My Biggest Indulgence: Takeout Pho, Three Times a Week

I order food delivery about three times a week, usually pho. Sometimes Mexican. It’s cheaper to cook, but ordering dinner to be delivered is convenient when I haven’t shopped for groceries in advance. I spend about $25 each time for my wife and me. And then I usually tack on a 20 percent tip.

My Unavoidable Cash-Suck: Um, Tuition

Tuition and rent are my biggest cash sucks. I manage to afford the $30,000 annual tuition through a mix of savings from before grad school, support from my family, and a mix of scholarships and financial aid, which total $18,0000. Prior to law school, we’d been living out of state, where I was working as a journalist, making about $30,000.  We were only paying $1,000 a month in rent for a 2-bedroom house, which allowed me to build up some savings for grad school. Before starting grad school, I’d saved about $10,000.

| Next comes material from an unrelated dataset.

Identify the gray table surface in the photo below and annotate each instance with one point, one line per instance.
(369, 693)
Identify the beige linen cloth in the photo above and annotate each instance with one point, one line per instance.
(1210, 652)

When we first moved to the city, we lived in a smaller, less expensive apartment in a more remote part of Brooklyn. Eventually we decided to spend more on a bigger and more convenient place closer to my school. I spend a lot of time at home studying, so it’s important to me that I have some place comfortable to live.

Ways I Save: Law School Has Put the Brakes on My Social Life

I definitely go out less now that I am grad school. My wife is busy, too, so we typically only go out together once a week. I also try to save the typical ways — eating most of meals at home and opting for public transportation over cabs. I don’t pay for cable — I just stream whatever is on Netflix — which also keeps my monthly expenses low.

How Am I Doing? It’s Been Stressful, But I’m in the Clear

I think I have a handle on my finances right now. I’m almost out of school and soon we’ll have two incomes again. I have a job lined up and won’t have to worry about student debt because I’ve paid out of pocket thus far.

The past three years, my wife and I tried to be careful about spending money mostly by eating more at home, not buying too many clothes or other personal items. It was stressful, but I think we have done a good job of living within our means.